Следующий уровень инфраструктуры я бы назвал институциональным. Это право, нормы производственного поведения, образование, церковь и т.д.

А следующий уровень — это уровень повседневности. Это общение мужчин и женщин, детей и взрослых, устройство жилища, устройство семьи. Как мне кажется, по широте Рима проходят разные семейные идентичности. Они порождают совершенно разные типы переживаний: одно дело, когда дети приезжают к родителям на Рождество и пишут им раз в месяц. Другое — когда мамочка или папочка остаются для ребенка главным человеком на протяжении всей его жизни. До глубокой старости этого ребенка. Это совершенно разные вещи. Там где большая семья, как правило, скученно живущая, где все время происходит контакт с кровными родственниками, возникает инцестуозный дух. И наоборот, в других семьях господствует пуританский дух — там ребенка в 16 лет отправляют из дома на работу или на учебу.

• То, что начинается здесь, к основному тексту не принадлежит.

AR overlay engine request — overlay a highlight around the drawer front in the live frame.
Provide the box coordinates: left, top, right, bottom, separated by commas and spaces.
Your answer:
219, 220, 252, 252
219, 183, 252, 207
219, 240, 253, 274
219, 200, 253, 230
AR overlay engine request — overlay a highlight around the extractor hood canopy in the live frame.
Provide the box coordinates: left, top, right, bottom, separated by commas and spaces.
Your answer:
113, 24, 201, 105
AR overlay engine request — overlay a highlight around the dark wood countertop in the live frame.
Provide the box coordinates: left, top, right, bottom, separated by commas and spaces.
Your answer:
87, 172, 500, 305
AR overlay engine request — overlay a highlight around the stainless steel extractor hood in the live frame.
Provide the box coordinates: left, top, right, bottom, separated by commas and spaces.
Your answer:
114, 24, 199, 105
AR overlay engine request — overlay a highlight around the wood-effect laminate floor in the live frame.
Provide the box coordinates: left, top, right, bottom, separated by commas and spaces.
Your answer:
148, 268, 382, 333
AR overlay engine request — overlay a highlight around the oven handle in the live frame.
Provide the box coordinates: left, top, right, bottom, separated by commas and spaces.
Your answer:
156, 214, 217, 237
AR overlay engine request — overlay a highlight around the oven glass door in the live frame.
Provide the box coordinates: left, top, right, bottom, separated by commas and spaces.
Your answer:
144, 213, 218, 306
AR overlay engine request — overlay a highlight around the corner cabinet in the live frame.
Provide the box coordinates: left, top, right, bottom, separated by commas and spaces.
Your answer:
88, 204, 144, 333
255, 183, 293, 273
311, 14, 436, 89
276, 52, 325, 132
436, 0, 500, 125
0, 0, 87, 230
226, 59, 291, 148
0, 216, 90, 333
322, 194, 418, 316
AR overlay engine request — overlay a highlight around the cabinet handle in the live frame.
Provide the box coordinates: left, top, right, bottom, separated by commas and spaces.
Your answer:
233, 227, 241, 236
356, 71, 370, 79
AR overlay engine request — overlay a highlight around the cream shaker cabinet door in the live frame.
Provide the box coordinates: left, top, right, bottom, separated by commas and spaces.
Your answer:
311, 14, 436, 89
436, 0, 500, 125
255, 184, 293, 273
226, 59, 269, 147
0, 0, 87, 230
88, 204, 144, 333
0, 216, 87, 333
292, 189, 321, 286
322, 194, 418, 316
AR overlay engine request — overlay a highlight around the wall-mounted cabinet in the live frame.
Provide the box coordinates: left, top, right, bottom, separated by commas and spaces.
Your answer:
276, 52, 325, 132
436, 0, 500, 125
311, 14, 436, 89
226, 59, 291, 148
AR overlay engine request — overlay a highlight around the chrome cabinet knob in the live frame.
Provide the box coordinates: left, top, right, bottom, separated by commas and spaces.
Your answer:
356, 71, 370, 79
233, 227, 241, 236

Здесь мы подходим к тому, что называется идентичностью традиционно — способу переживания, восприятию человеком окружающего мира, так называемому «фильтру восприятия», что является, в частности, одной из функций ценностной сферы.

И, наконец, последний уровень идентичности — это ментальный уровень.

Таким образом, глядя на весь этот слоеный пирог, мы можем сказать, что идентичность есть стабильный, отчетливый и постоянный способ переживания, мышления и социального действия. Легко транслируемый и четкий. Легко транслируемый, потому что он усваивается в процессе аккультурации, передается от поколения к поколению. Четкий, потому что он всегда воспринимается как нечто специфическое, не сводимое к таким вещам, как жизненный навык, привычка, стереотипы поведения. Это нечто большее. Но, к сожалению, в последнее время под идентичностью понимают два верхних уровня — уровень самосознания и уровень чувствования. То есть ценностный и эмоциональный уровни идентичности.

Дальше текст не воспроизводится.